The first parallel shows the Church, both in terms of a community and in terms of a sacred space to be the true Eden Project designed by God for the redemption of the entire creation. In the Church, God gathers more and more samples of redeemed humanity calling them to live a new kind of life, the reconciled, reconciling life of the children of God. In the Church, God manifests his plans to redeem the whole of creation, calling us to be prophetic signs of the life which is to come.
This community, this divine Eden Project, is a fragile environment that often may appear artificial and contrived to those outside, but in it, we know that real life is present here – the life of all creation. This Church, this gathering of redeemed specimens from all corners of the world, needs constant attention, constant ventilation, and constant feeding. For this reason God never leaves her, He provides the powerful wind of the Holy Spirit to regulate her climate, and feeds her with the Body and Blood of his Son.

Like the tree of life in Eden, Jesus is at the heart of the new earthly paradise, the Church. Jesus is in the midst of our redeemed life as food, as refreshment, as medicine, and as Lord. His Eucharistic presence allows us to thrive and to flourish offering life, shelter, and hope to the world. Jesus, living in the Sacrament of the altar, is at the heart of the Church. Without Him, without his Body and Blood, the Church withers and drying out she breaks into lifeless splinters.


God our creator, 
by your gift
the tree of life was set at the heart of the earthly paradise,
and the bread of life at the heart of your Church...
The last few weeks have tested the faith of many in the Church, especially faith in a Church that is meant to be the divine Eden Project, a sign of hope and life for all. However, if anything, the current situation, full of wrangling and political games, should make us all the more aware of our need for the constant ventilation of the Holy Spirit and of the life freely offered to in the Eucharist.

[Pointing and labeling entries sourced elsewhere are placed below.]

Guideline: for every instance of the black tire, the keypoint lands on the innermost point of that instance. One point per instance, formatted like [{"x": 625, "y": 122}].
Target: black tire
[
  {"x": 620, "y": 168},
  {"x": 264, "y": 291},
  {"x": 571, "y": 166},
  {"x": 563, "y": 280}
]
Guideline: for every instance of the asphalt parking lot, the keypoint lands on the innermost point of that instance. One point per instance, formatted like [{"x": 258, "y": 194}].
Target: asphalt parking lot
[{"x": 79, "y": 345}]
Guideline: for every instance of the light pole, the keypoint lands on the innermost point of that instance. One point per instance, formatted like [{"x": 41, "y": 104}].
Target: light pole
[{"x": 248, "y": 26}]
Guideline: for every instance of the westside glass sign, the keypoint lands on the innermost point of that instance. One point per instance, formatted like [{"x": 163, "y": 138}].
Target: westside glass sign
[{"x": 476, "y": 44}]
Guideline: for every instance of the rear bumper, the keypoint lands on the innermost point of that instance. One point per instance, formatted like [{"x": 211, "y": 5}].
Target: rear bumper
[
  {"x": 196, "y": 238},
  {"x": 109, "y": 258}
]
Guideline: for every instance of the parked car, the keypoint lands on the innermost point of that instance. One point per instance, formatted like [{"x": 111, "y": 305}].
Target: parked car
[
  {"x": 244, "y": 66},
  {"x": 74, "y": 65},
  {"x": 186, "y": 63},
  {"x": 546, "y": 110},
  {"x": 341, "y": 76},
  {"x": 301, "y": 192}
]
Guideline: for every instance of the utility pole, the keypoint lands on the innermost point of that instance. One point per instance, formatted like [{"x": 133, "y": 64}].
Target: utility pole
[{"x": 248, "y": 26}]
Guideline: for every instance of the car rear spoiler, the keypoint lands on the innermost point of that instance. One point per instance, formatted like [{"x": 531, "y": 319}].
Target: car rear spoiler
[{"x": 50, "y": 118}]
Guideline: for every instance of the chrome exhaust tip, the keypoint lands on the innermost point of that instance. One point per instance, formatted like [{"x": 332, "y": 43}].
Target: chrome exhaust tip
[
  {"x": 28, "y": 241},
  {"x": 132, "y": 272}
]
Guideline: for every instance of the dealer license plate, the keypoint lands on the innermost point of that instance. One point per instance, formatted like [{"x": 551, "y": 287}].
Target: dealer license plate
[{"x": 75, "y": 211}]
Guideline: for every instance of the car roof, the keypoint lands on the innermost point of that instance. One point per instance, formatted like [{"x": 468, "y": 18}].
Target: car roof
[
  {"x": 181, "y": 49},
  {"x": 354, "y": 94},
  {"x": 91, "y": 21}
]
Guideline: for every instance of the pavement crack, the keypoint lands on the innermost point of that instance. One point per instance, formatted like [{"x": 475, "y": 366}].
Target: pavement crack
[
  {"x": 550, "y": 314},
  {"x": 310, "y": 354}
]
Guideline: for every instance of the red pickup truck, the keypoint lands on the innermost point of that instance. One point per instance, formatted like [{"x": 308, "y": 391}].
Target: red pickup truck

As we welcome Our Lord Jesus in our midst for Benediction, let us turn towards Him who alone is the true source of life. Let us make silence in his presence – and is words have to be spoken, let them be words of adoration, love, and intercession of the whole Church. Let us pray,

God our creator,
by your gift
the tree of life was set at the heart of the earthly paradise,
and the bread of life at the heart of your Church:
may we be transformed by the power of the Eucharist
and become prophetic signs of your love in the world; through Jesus Christ our Lord. Amen.
O Jesus, living in Mary,
Come and live in thy servants,
In the spirit of thy holiness,
In the fullness of thy might,
In the truth of thy virtues,
In the perfection of thy ways,
In the communion of thy mysteries.
Subdue every hostile power
In thy spirit, for the glory of the Father. Amen.